A wide variety of techniques exist for Web-based interactive visualization; the simplest and most familiar are basic client-side rendering systems, in which high-level 3D object descriptions are transmitted to the client for rendering. This class includes most notably VRML [3] and systems that extend it [8]. For complex geometry and large datasets, the transmission cost of these systems is high, as is the client cost if high-quality images are desired.
A number of techniques have been proposed to reduce transmission costs and speed up software rendering. Geometry compression methods include quantized representations [6] and decimation of polygon meshes [11]; however even these lossy schemes are unlikely to achieve compression ratios high enough to permit reasonably fast transmission of the datasets we are considering. Techniques for faster rendering in software abound; these include adaptive rendering [7], incremental rendering [10] [14], and the Shear-Warp technique [13] [10] and others [22] for fast volume rendering.
An attractive strategy for Web-based interactive 3D visualization is the use of a powerful server as a render engine that generates and transmits still images of the 3D scene specified by the client. This technique is used in [20] and [1]. A related approach described by Levoy [16] performs high- and low-quality renderings on the server and only a low-quality rendering on the client. A compressed difference image is sent to the client to reconstruct the high-quality rendering. However we wish to avoid any 3D rendering on the client, as well as having to transmit large 3D datasets initially. The drawback of all such server-based systems is that unless the number of clients and the types of interaction are limited, the server can be flooded with requests from multiple clients, or even a single client supporting extensive interaction. In addition, since multiple individual frames must be transmitted in the course of a single interactive session, the transmission costs can become large.
Image-based techniques transmit a set of 2D images which are
interpolated to reconstruct specified 3D views [4]. A
critical property of these techniques is that the cost of
interactively viewing the scene is independent of scene complexity,
since the 2D images are pre-computed (in the case of synthetic images)
or digitized from photographs. Image-based rendering forms the basis
for Apple Computer's QuickTime VR format [5], which allows
viewing of a panoramic environment. Light field rendering
[17] allows more extensive viewing from arbitrary camera
positions by treating the 2D images as slices of the 4D light field,
which is resampled to construct new views. McMillan and Bishop
[19] propose plenoptic modeling as a framework for
understanding image-based systems, and describe a rendering system for
arbitrary viewpoints based on this concept. Gortler et al. [9]

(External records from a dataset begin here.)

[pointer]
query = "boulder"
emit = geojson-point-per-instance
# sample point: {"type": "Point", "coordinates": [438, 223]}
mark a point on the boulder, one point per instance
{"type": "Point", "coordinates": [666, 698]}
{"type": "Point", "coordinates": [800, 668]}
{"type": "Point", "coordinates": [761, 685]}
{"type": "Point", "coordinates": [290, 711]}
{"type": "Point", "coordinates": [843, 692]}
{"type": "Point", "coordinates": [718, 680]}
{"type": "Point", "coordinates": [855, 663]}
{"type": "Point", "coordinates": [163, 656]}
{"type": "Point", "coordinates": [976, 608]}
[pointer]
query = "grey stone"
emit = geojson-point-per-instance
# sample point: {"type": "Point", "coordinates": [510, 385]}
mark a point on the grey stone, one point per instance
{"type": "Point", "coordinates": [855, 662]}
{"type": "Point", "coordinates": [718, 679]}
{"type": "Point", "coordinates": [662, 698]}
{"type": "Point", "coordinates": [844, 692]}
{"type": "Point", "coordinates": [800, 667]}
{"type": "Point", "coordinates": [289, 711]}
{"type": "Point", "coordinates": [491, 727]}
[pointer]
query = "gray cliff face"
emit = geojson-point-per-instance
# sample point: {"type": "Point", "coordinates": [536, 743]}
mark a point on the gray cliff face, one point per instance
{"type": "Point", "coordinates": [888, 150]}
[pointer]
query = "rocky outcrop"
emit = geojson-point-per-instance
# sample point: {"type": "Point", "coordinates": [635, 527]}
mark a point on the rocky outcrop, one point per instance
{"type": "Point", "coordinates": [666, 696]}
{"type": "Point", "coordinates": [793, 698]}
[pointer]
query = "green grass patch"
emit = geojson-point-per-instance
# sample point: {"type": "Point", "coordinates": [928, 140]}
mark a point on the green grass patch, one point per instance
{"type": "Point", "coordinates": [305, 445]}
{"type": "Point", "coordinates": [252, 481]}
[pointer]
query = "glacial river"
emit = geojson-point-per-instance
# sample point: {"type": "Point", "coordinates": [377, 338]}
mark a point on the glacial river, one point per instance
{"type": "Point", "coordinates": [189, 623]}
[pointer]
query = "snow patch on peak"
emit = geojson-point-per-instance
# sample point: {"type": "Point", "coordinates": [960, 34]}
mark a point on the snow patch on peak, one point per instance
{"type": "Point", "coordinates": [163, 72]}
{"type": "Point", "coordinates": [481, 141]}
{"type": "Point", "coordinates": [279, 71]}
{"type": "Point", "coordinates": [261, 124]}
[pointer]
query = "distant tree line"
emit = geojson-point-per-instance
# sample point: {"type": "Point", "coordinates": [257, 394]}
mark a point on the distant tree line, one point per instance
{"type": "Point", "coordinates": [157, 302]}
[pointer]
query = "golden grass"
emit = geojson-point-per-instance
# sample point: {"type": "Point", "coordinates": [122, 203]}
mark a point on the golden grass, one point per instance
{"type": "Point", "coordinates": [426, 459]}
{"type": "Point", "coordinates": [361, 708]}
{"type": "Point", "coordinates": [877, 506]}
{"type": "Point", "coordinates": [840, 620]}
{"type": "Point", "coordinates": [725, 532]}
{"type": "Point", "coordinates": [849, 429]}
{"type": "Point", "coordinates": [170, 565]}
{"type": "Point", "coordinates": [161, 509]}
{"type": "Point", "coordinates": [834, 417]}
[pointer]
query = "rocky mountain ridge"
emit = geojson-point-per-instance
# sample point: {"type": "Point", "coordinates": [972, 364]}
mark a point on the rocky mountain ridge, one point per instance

perform image warping from a Layered Depth Image (LDI), whose
representation is very similar to our MLI representation. However both
the LDI system and the other image-based techniques support only
navigation within a fixed environment; we wish to support the other
types of interaction described in the introduction. If extensive
navigation is not required, then multilayer images can be used to
provide high-quality interactive 3D visualization at very low
transmission cost, and without the need for client-side graphics
hardware or costly rendering in software.